# HALP! Toy box full of water!



## marusempai (Sep 16, 2007)

I discovered today that one of my aquarium filters has been leaking water directly into my daughter's toybox. Leak is fixed, but this has clearly been going on for quite awhile... it SMELLS! It is mostly stuffed animals too. :flame: :Bawling: :flame: :Bawling: The question is, is there anything I can do to save the stuffed animals with voice boxes? The voice boxes don't have to work, but I liked some of those toys... can I throw them in the wash with the others, or something? Or do I just need to toss them? I am very nervous about putting something with batteries in the wash... :help: I am washing everything else with baking soda and vinegar, and am hoping that gets the smell out.

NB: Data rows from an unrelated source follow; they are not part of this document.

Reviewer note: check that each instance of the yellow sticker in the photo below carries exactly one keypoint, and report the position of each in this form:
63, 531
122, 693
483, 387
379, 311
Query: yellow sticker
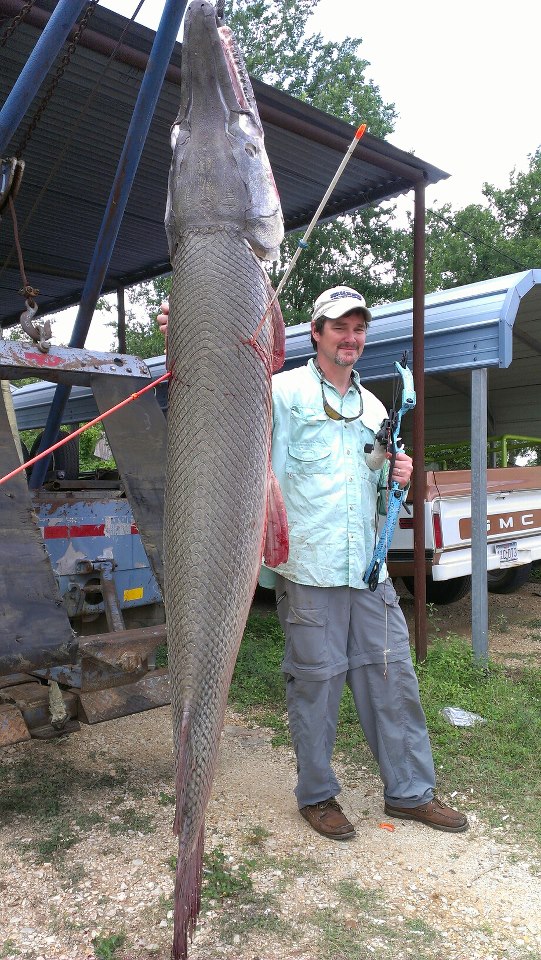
135, 594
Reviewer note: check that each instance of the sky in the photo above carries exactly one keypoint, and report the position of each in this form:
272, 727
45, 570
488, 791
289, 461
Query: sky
464, 78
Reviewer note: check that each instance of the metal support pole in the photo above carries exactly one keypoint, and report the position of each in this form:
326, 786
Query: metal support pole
419, 562
37, 66
479, 592
121, 319
151, 85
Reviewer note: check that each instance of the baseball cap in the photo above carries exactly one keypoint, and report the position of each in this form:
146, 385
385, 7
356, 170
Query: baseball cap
335, 302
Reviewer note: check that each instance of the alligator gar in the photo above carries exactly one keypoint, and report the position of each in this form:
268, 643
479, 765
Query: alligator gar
224, 340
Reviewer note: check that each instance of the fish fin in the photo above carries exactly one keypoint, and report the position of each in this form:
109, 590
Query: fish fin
276, 545
279, 340
278, 329
187, 895
181, 770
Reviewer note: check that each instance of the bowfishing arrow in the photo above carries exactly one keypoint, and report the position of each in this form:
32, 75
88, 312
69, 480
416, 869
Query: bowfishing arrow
396, 492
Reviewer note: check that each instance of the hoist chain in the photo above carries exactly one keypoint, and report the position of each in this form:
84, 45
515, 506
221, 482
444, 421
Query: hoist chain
58, 75
16, 21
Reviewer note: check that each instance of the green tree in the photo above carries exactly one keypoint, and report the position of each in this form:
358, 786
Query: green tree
274, 38
479, 241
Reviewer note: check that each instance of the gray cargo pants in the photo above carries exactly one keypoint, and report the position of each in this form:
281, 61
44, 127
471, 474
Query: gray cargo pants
336, 635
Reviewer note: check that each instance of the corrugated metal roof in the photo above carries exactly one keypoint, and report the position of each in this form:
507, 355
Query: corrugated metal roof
497, 320
71, 161
494, 323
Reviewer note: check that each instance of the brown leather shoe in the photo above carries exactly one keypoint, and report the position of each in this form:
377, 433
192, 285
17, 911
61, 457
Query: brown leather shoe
434, 813
327, 818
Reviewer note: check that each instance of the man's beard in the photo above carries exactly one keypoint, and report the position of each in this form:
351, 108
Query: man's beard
345, 363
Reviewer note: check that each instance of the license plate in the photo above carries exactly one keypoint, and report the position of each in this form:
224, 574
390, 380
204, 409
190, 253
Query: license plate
507, 552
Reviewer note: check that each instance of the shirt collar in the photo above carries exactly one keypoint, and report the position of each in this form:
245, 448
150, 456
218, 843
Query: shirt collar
312, 367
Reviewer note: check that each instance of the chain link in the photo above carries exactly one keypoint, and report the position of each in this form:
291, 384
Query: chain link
57, 77
16, 21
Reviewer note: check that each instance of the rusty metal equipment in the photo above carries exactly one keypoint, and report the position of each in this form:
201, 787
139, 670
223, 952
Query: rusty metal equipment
53, 674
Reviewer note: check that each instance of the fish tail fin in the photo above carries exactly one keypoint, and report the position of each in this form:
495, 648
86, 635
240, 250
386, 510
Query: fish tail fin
187, 896
190, 861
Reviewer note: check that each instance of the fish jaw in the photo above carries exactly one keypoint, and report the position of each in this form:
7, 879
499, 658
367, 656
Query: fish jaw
220, 175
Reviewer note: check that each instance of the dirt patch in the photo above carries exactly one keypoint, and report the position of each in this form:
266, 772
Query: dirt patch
102, 885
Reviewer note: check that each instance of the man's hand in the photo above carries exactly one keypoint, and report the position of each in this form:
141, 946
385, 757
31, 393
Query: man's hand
163, 319
403, 468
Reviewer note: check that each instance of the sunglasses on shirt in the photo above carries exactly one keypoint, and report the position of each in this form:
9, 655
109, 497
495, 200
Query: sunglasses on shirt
330, 411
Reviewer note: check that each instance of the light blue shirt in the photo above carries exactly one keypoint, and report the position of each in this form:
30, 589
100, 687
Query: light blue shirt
330, 494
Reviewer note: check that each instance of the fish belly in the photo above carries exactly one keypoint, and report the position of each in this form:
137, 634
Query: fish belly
219, 423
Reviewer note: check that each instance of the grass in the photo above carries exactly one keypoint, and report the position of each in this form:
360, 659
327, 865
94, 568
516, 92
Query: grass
105, 948
57, 797
364, 925
494, 765
131, 821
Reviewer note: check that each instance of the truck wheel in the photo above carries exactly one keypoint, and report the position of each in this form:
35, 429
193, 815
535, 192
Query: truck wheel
442, 591
507, 581
66, 458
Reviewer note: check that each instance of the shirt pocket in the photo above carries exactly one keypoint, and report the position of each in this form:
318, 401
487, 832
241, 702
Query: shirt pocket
309, 448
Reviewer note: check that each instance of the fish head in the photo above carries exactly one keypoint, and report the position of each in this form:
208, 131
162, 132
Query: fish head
220, 175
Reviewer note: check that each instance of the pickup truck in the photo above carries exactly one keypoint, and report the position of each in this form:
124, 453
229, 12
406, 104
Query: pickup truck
513, 532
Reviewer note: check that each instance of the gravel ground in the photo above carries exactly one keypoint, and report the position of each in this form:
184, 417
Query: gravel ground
398, 893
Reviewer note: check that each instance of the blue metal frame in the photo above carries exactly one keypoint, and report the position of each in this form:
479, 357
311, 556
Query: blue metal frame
162, 49
38, 64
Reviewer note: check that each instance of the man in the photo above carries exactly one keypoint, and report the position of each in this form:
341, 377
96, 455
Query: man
336, 629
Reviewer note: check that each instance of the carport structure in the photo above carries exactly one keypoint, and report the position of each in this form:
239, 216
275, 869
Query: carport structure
91, 202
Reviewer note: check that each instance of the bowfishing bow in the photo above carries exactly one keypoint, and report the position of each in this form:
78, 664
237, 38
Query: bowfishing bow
396, 492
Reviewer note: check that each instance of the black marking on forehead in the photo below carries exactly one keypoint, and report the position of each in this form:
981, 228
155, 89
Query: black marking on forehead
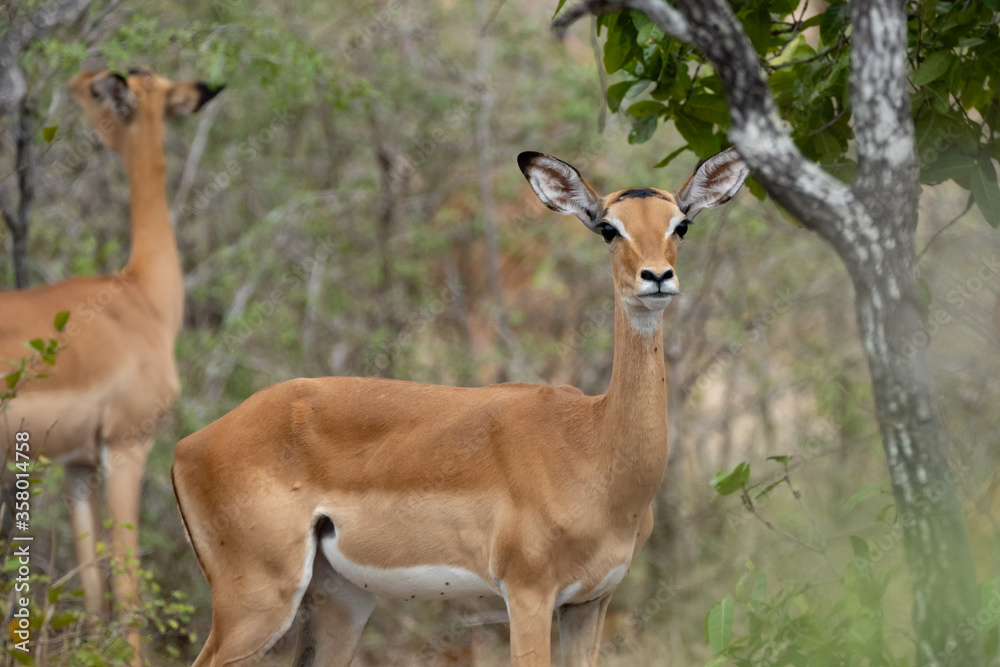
640, 193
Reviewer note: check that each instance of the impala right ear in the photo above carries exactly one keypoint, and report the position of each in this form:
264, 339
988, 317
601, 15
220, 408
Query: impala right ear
715, 181
560, 187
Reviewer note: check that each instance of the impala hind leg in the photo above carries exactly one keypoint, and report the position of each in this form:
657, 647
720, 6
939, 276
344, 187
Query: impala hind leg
580, 631
85, 519
332, 617
530, 627
126, 465
255, 599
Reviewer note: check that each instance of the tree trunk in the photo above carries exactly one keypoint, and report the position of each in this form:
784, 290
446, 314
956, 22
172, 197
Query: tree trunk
870, 225
484, 146
923, 478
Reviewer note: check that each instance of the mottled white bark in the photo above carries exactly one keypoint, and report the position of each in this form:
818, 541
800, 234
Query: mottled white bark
870, 224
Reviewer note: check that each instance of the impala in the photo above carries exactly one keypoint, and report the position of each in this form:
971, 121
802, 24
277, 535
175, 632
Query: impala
116, 378
315, 496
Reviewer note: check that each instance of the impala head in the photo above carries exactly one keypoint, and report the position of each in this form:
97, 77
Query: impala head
642, 226
114, 103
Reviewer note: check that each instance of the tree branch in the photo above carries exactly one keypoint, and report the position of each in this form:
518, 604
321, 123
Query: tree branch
36, 25
886, 179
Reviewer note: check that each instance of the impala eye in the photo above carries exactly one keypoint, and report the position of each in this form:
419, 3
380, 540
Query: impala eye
681, 228
608, 232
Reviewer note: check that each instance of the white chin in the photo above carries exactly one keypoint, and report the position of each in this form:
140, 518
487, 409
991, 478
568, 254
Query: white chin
656, 303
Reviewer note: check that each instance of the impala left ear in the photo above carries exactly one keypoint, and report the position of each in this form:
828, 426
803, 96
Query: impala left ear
188, 97
560, 186
715, 181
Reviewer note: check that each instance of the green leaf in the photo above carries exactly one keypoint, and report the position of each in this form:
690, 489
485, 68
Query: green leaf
708, 107
757, 25
645, 108
728, 483
63, 619
933, 68
719, 625
13, 378
986, 192
832, 23
865, 494
698, 134
670, 158
61, 318
642, 130
616, 93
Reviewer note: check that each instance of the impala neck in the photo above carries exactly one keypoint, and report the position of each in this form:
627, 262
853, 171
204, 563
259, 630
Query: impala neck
153, 263
635, 416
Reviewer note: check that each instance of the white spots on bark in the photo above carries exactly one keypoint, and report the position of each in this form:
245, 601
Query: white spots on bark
906, 444
893, 286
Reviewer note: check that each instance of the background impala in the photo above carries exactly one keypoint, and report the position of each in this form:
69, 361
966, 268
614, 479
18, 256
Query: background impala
342, 210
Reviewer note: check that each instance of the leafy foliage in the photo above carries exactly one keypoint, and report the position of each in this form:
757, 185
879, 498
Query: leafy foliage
804, 623
954, 52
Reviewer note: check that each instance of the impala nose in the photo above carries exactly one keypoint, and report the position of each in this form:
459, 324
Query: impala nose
646, 274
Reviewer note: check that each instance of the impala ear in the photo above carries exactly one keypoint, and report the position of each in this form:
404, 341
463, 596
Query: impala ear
188, 97
715, 181
560, 187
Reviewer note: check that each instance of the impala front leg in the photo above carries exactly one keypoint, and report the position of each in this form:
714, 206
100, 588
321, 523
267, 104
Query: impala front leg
530, 627
127, 465
81, 483
580, 628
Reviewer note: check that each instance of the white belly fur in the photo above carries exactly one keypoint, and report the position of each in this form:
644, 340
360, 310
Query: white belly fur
424, 582
608, 584
444, 582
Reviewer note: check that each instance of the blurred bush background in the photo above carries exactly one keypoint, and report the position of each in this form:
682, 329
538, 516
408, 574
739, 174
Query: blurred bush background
351, 205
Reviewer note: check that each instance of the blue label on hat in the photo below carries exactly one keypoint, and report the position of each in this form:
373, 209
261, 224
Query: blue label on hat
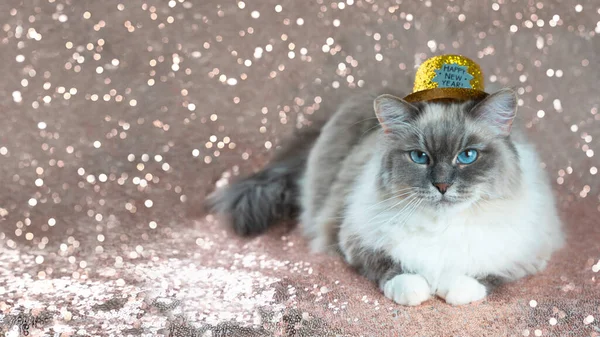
453, 76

On the other hand, thank goodness it only ruined some toys, and not the carpet. :shrug: I am REALLY distracted when I'm pregnant...


----------



## Tilly (Oct 16, 2007)

Remove the batteries, toss in wash . Your on track with the baking soda,vinegar may react to any battery acid, so I would avoid that in the wash. I've washed many things with electronic gizmos in them, and after a few weeks some of them came back to life, the circuts just needed to really dry out. I also line dry all stuffed animals, don't know about putting them in the dryer. 

Tilly


----------



## Marcia in MT (May 11, 2002)

I have also washed stuffed animals, and found the only problem was when they were stuffed with lint -- it took FOREVER to dry!


----------



## manygoatsnmore (Feb 12, 2005)

Put the stuffed animals (with the batteries removed) in pillowcases before you wash them. The pillowcases keep the fur from matting when they are washed. You can even run them through the dryer in the cases. Make sure the pillow case is well knotted or closed with safety pins so the toys stay in. Ordinary laundry detergent is fine. Can't guarantee the electronics will work afterward, but the toys should come out nice and fluffy - may need a little brushing, but shouldn't mat. HTH!


----------



## the mama (Mar 1, 2006)

The dryer will frizzle the fake fur. Pillow cases will protect painted buttons for noses and eyes. Spin them twice and then hang them to dry. Most electronics will work after drying out. I wash donated stuffed animals every year for our church's Christmas give away. Good luck and you may need fabreeze also.


----------



## manygoatsnmore (Feb 12, 2005)

If you keep the heat down in the dryer, the stuffed toys will come through without frizzling. Dry on high and Yup, you can have some damage.


----------